B. Factors to consider
i. The controlling factor is the best
interests of the child.
ii. The non-custodial parent's devotion
to the child is not the issue.
iii. The issue is whether the benefit
of the relationship with the non-custodial parent
can continue after the move out of state.
iv. The increased difficulty in maintaining
the parental relationship alone is not sufficient to
deny a custodial parent the freedom to choose where
he/she and the child will live.
MORE FACTORS:
- Each parent's sense of responsibility
- Each parent's mental stability
- Each parent's overall maturity
- Need to keep child with mother
- Need to keep child in a two-parent home
- Parent's willingness to afford other
parent close contact with child
- Parent's inability to separate interpersonal
difficulties from parenting
- Amount of anger and bitterness between
parents
- Geographic proximity of parental homes
- Child's behavior at school both academically
and personally
- Sex of child
- Each parent's previous child care taking
involvement
- Influences of extended family members
- Flexibility of parent's work schedule
- Parent's economic stability
- Type of day care available for child
- Number of children in the family
- Marital status of parents
- Differences between parent's religious
beliefs and/or practices
- Economic & physical similarities
and differences between parental homes
- Child's bonding with each parent
- Which parent primary caretaker before
divorce
- Which parent primary caretaker after
divorce
- Which parent exhibits better parenting
skills
- Which parent is more tolerant of other
parent visits
- Is either parent involved in sexual
relationship that impacts on child
- Which parent resides in child's current
school zone
- Which parent was primary disciplinarian
- Either parent cohabitating with someone
to whom not married
- Which parent involved in child's schooling
- Must analyze circumstances of both parents
and children-negative and positive
- Which home will provide children with
greatest opportunity to fulfill their potentials as
individuals and members of society
In determining the suitability of the respective homes,
it depends largely on warmth, stability and the general
nature of home life, taking into consideration the following:
1. Respective work schedules, home environments
and arrangements of the care of the children during
the parent's absence;
2. Location of home to church, school
and other institutions;
3. Moral climate in which children are
to be raised is an important consideration.

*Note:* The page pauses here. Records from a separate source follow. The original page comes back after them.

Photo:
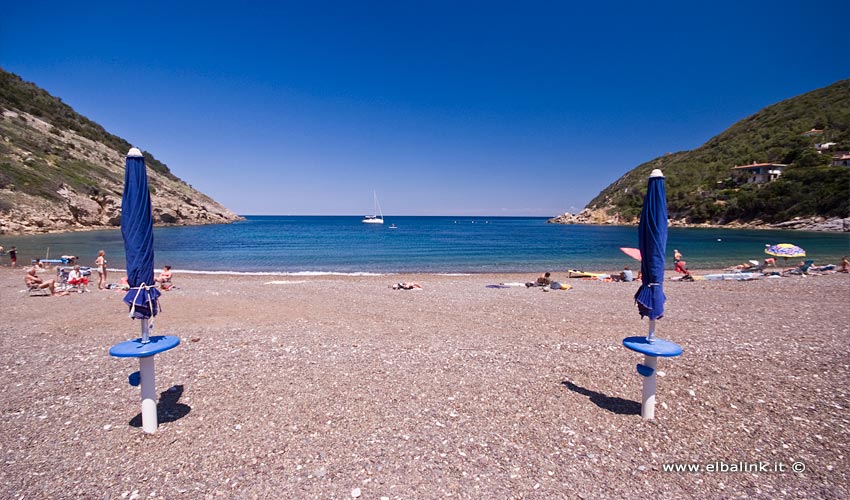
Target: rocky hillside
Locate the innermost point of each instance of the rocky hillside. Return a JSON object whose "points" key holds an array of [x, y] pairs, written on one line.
{"points": [[803, 133], [60, 171]]}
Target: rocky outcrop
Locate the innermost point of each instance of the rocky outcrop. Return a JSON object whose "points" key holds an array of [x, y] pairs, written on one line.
{"points": [[92, 204], [587, 216], [602, 217]]}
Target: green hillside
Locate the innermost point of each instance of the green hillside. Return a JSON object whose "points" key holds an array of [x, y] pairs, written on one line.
{"points": [[700, 186], [49, 164]]}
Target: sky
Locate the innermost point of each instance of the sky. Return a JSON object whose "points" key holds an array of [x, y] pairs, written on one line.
{"points": [[441, 108]]}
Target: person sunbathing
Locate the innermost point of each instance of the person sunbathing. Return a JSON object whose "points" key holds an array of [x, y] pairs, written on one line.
{"points": [[406, 286], [164, 278], [33, 281]]}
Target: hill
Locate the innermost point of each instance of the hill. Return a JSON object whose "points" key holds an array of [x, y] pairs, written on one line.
{"points": [[702, 187], [60, 171]]}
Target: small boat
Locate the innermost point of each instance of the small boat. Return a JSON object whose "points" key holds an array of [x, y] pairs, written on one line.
{"points": [[374, 219]]}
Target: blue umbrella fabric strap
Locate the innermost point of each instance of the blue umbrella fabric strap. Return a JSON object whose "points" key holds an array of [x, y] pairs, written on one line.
{"points": [[650, 300], [143, 301]]}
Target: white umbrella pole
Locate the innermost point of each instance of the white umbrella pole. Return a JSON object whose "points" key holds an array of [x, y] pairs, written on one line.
{"points": [[647, 410], [148, 383], [648, 407], [146, 367]]}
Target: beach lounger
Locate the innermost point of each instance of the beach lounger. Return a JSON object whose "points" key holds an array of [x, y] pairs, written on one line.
{"points": [[800, 270], [36, 291]]}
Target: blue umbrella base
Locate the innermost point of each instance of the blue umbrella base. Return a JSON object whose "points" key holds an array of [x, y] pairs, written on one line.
{"points": [[136, 349], [658, 347]]}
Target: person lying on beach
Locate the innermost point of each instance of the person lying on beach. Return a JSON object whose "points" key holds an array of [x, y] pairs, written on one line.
{"points": [[545, 279], [407, 286], [33, 281], [164, 278]]}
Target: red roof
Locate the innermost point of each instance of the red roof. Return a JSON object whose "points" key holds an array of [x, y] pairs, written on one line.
{"points": [[758, 165]]}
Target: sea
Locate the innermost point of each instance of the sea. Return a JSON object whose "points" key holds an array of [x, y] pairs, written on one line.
{"points": [[318, 245]]}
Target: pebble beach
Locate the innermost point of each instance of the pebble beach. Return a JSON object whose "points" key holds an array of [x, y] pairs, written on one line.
{"points": [[341, 387]]}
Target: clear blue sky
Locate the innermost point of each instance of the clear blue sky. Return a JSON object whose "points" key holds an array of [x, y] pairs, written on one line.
{"points": [[455, 108]]}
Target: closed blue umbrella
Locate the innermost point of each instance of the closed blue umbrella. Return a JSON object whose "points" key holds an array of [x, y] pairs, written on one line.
{"points": [[137, 230], [652, 242], [143, 297]]}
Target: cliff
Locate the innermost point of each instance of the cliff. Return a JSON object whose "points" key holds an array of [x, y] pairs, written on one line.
{"points": [[62, 172]]}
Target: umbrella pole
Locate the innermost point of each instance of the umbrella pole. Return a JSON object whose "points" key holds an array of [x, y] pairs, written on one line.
{"points": [[148, 380], [647, 410], [145, 331]]}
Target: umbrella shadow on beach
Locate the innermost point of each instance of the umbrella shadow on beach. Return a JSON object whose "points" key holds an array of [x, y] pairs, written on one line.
{"points": [[168, 409], [619, 406]]}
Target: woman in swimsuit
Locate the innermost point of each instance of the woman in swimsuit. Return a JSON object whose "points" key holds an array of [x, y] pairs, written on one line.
{"points": [[100, 263]]}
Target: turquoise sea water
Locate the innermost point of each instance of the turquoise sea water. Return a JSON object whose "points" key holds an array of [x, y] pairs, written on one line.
{"points": [[342, 244]]}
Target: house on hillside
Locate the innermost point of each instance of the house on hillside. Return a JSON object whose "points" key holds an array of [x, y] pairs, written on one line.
{"points": [[841, 159], [757, 173]]}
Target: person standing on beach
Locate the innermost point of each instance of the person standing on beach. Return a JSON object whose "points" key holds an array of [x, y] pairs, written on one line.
{"points": [[33, 281], [100, 263], [678, 264]]}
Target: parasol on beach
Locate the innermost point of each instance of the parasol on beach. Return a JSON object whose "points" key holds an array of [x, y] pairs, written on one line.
{"points": [[137, 230], [652, 242], [143, 297], [632, 252], [786, 250]]}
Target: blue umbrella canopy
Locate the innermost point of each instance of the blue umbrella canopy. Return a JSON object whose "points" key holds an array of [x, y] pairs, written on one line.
{"points": [[137, 230], [652, 242]]}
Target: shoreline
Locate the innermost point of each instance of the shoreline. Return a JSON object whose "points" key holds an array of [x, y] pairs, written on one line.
{"points": [[813, 224], [315, 387]]}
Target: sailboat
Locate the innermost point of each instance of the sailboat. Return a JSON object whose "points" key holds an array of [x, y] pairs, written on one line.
{"points": [[374, 219]]}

4. Where wife's failure to establish home
with a child may well have been due to the husband's
failure to provide her support and for the support of
the child, the order of custody to the father should
be reconsidered.
5. Home suitability is not determined
simply by comparing physical property or material advantages.
The court is more interested in the warmth of the home
environment, the kind of home life the child can be
expected to experience.
6. You need a definite plan as to how
a parent would take care of the children. Where one
parent did not see the children or seek custody for
an extended period of time after separation and where
the children live with the parent and are well adjusted
and happy and express a desire to remain with that parent,
a transfer of custody would not be appropriate.
7. Everything else being equal, mixing
children of different families should be avoided where
possible since in such homes jealousy and other problems
often develop.
8. Character and habits a person seeking
custody must show to be such that provision for child's
comfort and moral development can be reasonably expected.